Cardigan Sci-fi

There are many subgenres within sci-fi. You’ve got your steam punk sci-fi, your miserable dystopian sci-fi, and you have your big city Bladerunner/Transmetropolitan sci-fi. But my favorite category of all the varieties of science fiction that you can find is the much rarer sort:

Cardigan sci-fi.

The Black Mirror episode ‘Be Right Back’ is an example of this where – yes – there are technological wonders like screens that bend and robots implanted with the memories of your long lost loved ones. But there’s also a lot of cardigans and socks and there’s an open pack of cereal on the table. The world is not glossy or unrealistically clean and people’s homes don’t happen to look like polished glass reverberating inside a Jonathan Ive nightmare.

Cardigans are not entirely necessary for a show or a film to fit within the Cardigan sci-fi subgenre (although they certainly help). It’s the lack of polish in the world, it’s the absence of technological fetishism in the science fiction itself. The science or the tools or the spaceships do not sit at the heart of Cardigan sci-fi — it’s all about the people that wear the cardigans instead.

I thought about this subgenre again when I stumbled upon a blog post by the historian Dan Bouk last month. He made a few notes whilst hunting through the archives in search of stories from the 1940 census and the one that caught my interest is when he looks at the role that women played in that colossal bureaucratic adventure:

In the archives, one can readily see women working for the Census. In a very limited way…

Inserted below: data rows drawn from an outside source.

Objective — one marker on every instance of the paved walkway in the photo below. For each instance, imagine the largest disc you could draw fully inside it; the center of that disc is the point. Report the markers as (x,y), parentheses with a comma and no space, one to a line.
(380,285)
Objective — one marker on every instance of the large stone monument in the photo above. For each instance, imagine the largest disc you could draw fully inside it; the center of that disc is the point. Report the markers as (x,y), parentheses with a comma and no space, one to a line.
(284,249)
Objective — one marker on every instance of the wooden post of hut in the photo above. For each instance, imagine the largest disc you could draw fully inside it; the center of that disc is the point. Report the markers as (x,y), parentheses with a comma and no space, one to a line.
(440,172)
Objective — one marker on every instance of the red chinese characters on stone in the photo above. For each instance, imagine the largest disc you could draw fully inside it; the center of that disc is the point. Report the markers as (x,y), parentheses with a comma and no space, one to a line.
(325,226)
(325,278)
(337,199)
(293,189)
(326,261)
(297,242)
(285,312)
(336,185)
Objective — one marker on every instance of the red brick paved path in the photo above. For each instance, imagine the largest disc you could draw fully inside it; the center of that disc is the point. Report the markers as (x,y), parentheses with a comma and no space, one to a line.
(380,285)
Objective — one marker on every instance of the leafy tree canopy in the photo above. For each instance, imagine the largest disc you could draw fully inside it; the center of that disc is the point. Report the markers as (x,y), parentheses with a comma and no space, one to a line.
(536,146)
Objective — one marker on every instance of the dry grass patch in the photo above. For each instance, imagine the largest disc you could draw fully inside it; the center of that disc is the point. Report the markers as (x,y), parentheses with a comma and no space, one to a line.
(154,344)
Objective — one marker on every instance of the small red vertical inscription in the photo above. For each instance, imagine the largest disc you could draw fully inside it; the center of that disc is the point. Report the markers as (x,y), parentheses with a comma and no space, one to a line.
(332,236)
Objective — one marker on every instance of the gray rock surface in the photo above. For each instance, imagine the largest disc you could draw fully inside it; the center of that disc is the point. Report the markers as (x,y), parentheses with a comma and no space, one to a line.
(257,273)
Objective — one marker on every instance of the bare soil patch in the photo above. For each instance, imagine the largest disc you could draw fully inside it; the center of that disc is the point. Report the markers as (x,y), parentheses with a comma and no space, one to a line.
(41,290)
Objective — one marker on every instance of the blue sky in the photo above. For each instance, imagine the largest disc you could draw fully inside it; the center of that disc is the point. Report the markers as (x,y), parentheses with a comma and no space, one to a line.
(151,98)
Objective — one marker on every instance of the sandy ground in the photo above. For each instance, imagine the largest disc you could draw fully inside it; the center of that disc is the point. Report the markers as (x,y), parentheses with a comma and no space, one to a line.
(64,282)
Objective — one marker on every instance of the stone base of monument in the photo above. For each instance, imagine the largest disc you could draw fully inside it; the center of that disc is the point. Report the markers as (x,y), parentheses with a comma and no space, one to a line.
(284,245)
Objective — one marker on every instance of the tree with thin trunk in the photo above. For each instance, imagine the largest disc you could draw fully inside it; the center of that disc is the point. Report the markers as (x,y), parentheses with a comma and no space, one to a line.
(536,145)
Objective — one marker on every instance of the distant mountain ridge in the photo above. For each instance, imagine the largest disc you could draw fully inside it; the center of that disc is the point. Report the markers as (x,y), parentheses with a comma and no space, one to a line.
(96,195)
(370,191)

Consider this photograph from 1939 or 1940:

When I look at this picture, my eyes fly first to a person’s face, to a ruffled collar, to meticulously styled hair. Then I notice the papers she’s grasping—a thick stack, marked up all over. Finally, I notice a small mechanical device. In sum, I see a census clerk preparing paper punch cards—like the one she’s grabbing with her right hand. I see a working woman in a knowledge factory, one body in the human treadmill that transforms enumerators’ completed schedules into bound volumes of printed statistics.

This picture – and the way that Dan frames it – is peak Cardigan sci-fi because yes there is this new and wondrous technology that has this immense influence on this person’s life. And yet the photograph isn’t about the punch card machine – it’s about her.

I found myself thinking the same thing when I started watching Chernobyl. It’s a show that shortly becomes a frightening sci-fi horror film as radioactivity is shown to have unpredictable and alien-like effects on the area. And even though much of the dramatization of the show is a little...questionable, it’s a show that cares deeply for the people at the heart of it all.

Also? There are a number of very good cardigans.

The reason why I bring up Cardigan sci-fi is because there’s a trend in science fiction movies and shows to basically take the cross-bar out of the A and be done with it. Or space the letters out R E A L L Y F A R A P A R T and move on with it.

But Chernobyl, being an atypical cardigan sci-fi thriller, does something much more creative. And the shocking thing about the graphic design of the show is everything that they don’t do. You could easily do all the lettering in the show in the style of classical Soviet graphics – lots of red and a big poster. Or you could be particularly annoying and spell it like CHEЯNOBYL or something equally as awful. But the show runners chose not to do any of that.

They made something rather beautiful I think:

The show runner Craig Maizin describes how they made Renck – a custom typeface inspired by a number of Soviet sources. It appears that the face that they looked at very closely was a version of Zhurnalnaya roublennaya (and Fonts in Use has a wonderful story about that if you’re at all interested).

Anyway, I think the typesetting in Chernobyl is never a crude caricature as it sets the tone for the whole series; it looks bleak and inevitable. And the way in which they messed with the edges of the letters to make them look as if they’re being watched on an old television is just the neatest idea in this humble blogger’s opinion. In fact, I think it’s some of the best typesetting and graphic design I’ve seen in a television show for quite some time.

I even adore the wonky spacing between the numbers, as if there’s some issue with the machine that’s creating them. Look at that 6, too!

My point here is that the show isn’t really about the graphic design or the letters – Chernobyl doesn’t have a big flashy opening but instead cuts right to the tragedy and how these brave people died fighting a colossal science-fiction-like monster.

And so I think that Chernobyl has shown us not only how to do Cardigan sci-fi right, but also how to do typesetting proud, too.